We raised the available number of statistical parameter settings as well. First, users can request unadjusted or adjusted P-values using six published techniques to account for multiple hypothesis testing on the same dataset. In addition to the classical Bonferroni and Benjamini–Hochberg False discovery rate (BH-FDR) procedures, the adjustments proposed by Benjamini-Yekuteli, Hochberg, Holm and Hommel can be selected. Moreover, the default behavior of miEAA to correct P-values database / category set-wise was extended by a P-value pooling approach. In summary, the well-established alternatives for P-value correction can support highly customized research setups where alternate levels of stringency are required (40).
We also evaluated new visualization features for the output of enrichment analyses to provide a simple overview and to improve comprehension. As a result, we made existing graphs interactive and implemented enrichment graphs with simulated background distributions for GSEA as well as automatic word cloud and heatmap plots for all enrichment algorithms. Word clouds display the names of obtained categories while scaling the size of the terms relatively to the number of hits that occurred (on a linear or logarithmic scale) and allow one to qualitatively compare the categories. On top of that, category to miRNA heatmaps depict log-transformed P-values for the hits obtained. This feature permits to compare the similarity of enriched / depleted categories with respect to associated miRNAs or precursors in a simple fashion. The workflow of miEAA and example visualizations are displayed in Figure 1. Finally, we enhanced the general accessibility of miEAA through the implementation of a public API and a Python package, for which more details are provided below.
Case study 1: Human kidney renal clear cell carcinoma
As the first case-study of miEAA 2.0, we acquired 591 human miRNA-seq samples from the kidney renal clear cell carcinoma (KIRC) project of TCGA, which can be divided into 520 Primary tumor (PT) and 71 Solid tissue normal (STN) samples.

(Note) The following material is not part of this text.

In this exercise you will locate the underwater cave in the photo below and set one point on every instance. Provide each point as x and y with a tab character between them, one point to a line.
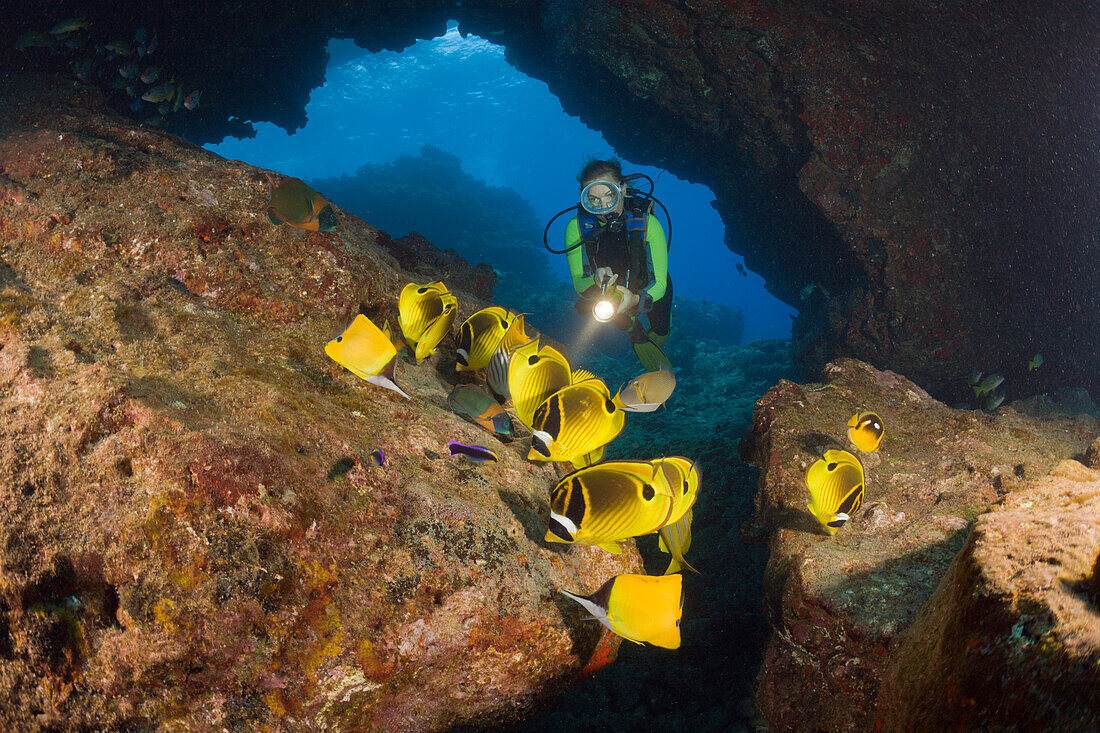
879	217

Sample information can be found in Supplementary Table S3. Of the 1881 precursors from miRBase v21, 321 are consistently detected in at least of the samples for each biogroup. Among these, 282 were differentially expressed between PT and STN according to the FDR-adjusted wilcoxon test P-values (P < 0.01). Over-representation analysis of the precursors resulted in 541 significantly enriched and seven significantly depleted (FDR-adjusted; P < 0.05) categories. As shown in Figure 2A, a subset of precursors is ubiquitously present in significant categories, while others seem to be more specific. The top 10 categories sorted by increasing P-value are associated with cancer, including renal cell carcinoma. Also, the observed over expected ratio (123/48.6) indicates a strong enrichment (P = 2.80 × 10−38) of the de-regulated precursors with kidney and other types of cancer. A miRNA set enrichment analysis, using the list of detected precursors and sorted by effect size, revealed 253 enriched and 40 depleted categories. Here, the miRNA gene cluster 147, 189, 704 : 147, 284, 728 on the X chromosome is the most depleted category (P = 8.64 × 10−10), an observation that is in line with the depletion of precursor family hsa-mir-506. Interestingly, the list of highly enriched terms contains many transcription factors, the top 5 being HEY1, WDR5, ELF1, BRD4 and FLI1.
Case study 2: mouse model for breast cancer progression
To showcase the novel support for model organisms in miEAA, we selected a dataset from GEO where circulating miRNAs from a breast-cancer mouse model were measured with microarrays (41). The dataset comprises 36 samples from mutation-carrier (NeuT+) and age-matched wildtype (NeuT–) mice that were collected at the premalignant, preinvasive and invasive stages of the disease. In this particular study, agilent microarrays probed with miRNAs from miRBase v19 were used on mice’s plasma extracted RNA samples. Sample information can be found in Supplementary Table S4. Following a detection threshold procedure similar to our first case study, 212 miRNAs remained for differential expression analysis. Of these, mmu-miR-6243 had to be discarded as a result of mapping the identifiers from miRBase v19 to v22.1, which we performed with the miEAA miRBase version converter. Subsequently, we applied GSEA on the list of miRNAs sorted by decreasing effect size between the premalignant and the invasive stage, for NeuT+ and NeuT- samples separately. Strikingly, the former run returned 311 significant categories, while the latter returned none. Overall, many more categories seemed to be depleted (N = 301) than enriched (N = 9), suggesting a wide-spread up-regulation of molecular pathways as miRNAs get down-regulated in NeuT+. For example, we found Macrophage differentiation (P = 2.54 × 10−5), Vasculature development (P = 1.60 × 10−4), and VEGF signaling pathway (P = 0.0016) to be depleted, which might be a signal for the increased tumor burden of NeuT+ mice at the invasive breast cancer stage. Moreover, we evaluated GSEAs for the comparison of NeuT+ and NeuT- at all three stages. While the first two setups returned a rather unspecific set of categories with all P-values located close to the significance boundary, the last comparison yielded many interesting results. First, observations were in line with the group-wise comparison along the age dimension, because all categories are depleted, i.e. no enrichments at the top of the sorted list. Further, the results show that several dozen conserved miRNAs (P = 4.53 × 10−5) are down-regulated in the NeuT+ model at the invasive stage. More significant categories we found such as exosome (P = 2.31 × 10−5) and circulating (P = 0.0086) miRNAs, breast cancer (P = 0.0094, Figure 2(b)), microRNAs in cancer (P = 0.028), and PI3K-Akt signaling pathway (P = 0.028) can be associated with the research setup of this exemplifying study.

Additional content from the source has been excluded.